The acting in “The Village” is like that all over the place, just very much overdone. Whether people portray joy, grief, insanity, fear, anger… in almost all cases they overact dramatically (haha, I crack myself up). The best performance is probably by Joaquin Phoenix, who manages to express more emotion with an almost perpetually sullen stare than the other actors together. Doesn’t save the movie though.

And the lines given to the actors aren’t any better. It makes sense, for the viewers more than the characters, to have everyone speak in a relatively archaic fashion. But there’s no excuse for making every line of dialogue fraught with significance. No-one does that in real life, and if they do, they need to be taken to the back yard and put out of their misery.

There are good actors in the movie… given that the dialogue is so over the top, it makes me wonder whether the acting is so bad because the direction is. After all, writer and director are the same person, and I’ve seen some of the actors act well before. If that’s the case, it’s a reason to avoid other movies by the guy… seriously put me off The Happening.

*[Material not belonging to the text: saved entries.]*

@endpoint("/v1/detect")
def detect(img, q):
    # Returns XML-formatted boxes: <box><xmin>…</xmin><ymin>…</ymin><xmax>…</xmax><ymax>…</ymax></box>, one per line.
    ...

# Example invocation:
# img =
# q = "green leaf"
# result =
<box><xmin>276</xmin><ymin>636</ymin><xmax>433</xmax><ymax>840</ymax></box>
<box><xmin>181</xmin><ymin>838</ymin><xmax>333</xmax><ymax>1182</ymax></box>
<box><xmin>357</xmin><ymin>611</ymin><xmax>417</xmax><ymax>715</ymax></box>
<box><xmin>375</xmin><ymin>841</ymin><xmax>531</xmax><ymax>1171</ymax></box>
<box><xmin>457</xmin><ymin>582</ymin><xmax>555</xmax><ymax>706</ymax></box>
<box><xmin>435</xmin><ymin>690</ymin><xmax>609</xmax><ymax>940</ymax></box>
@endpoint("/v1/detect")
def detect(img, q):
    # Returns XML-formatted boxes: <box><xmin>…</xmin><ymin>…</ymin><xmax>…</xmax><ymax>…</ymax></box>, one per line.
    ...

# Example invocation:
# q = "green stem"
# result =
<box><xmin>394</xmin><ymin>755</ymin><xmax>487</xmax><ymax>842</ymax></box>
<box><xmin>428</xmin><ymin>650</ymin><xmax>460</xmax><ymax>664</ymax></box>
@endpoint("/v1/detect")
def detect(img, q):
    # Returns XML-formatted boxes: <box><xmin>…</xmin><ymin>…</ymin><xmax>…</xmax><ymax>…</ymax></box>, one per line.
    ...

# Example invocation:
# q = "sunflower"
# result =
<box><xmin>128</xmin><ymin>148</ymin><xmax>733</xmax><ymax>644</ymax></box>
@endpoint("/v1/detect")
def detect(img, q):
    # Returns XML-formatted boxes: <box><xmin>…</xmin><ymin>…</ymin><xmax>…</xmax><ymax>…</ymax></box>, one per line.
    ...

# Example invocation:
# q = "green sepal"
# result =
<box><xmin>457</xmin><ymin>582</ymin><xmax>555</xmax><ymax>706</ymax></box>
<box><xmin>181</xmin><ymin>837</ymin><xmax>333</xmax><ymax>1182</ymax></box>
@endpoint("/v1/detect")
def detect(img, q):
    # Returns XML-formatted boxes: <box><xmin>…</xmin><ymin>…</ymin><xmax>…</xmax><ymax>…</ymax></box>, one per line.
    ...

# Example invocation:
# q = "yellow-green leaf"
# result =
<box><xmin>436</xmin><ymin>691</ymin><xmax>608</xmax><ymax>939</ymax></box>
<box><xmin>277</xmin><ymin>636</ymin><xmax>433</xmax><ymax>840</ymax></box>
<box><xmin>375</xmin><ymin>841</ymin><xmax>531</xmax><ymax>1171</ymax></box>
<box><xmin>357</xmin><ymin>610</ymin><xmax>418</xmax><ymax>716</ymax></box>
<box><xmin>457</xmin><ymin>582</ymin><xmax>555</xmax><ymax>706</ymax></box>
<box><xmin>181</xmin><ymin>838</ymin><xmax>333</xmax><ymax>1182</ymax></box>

Either way, the fact remains that the concept behind the plot is probably worth watching the movie once; the plot itself isn’t too complex, but good enough, and the rest of the movie is just bearable. Just don’t spend money on it, wait until it’s shown on TV.

  • http://www.bookembargo.com Shrimpy

    all of movies are similar in the *holy crapola!* at the end moment (or earlier if you are extra smart, but im not hehe) so for sheer enjoyment values, i like them.
    i dont read too into them or anything like that.

    it would be interesting for me to read your reviews of his other movies because the other 2 out so far also have know actors in the major roles too… it would be cool to read your views on that :)

    Shrimpys last blog post… To read or not to read…

    • http://www.unwesen.de/ unwesen

      Well, I haven’t seen other movies of his. But if/when I do, I’ll post something :)

      • http://www.unwesen.de/ unwesen

        … and that was a lie. Sixth Sense I liked very much, though it’s been long enough ago that I saw it, that I can’t really remember enough details to comment more.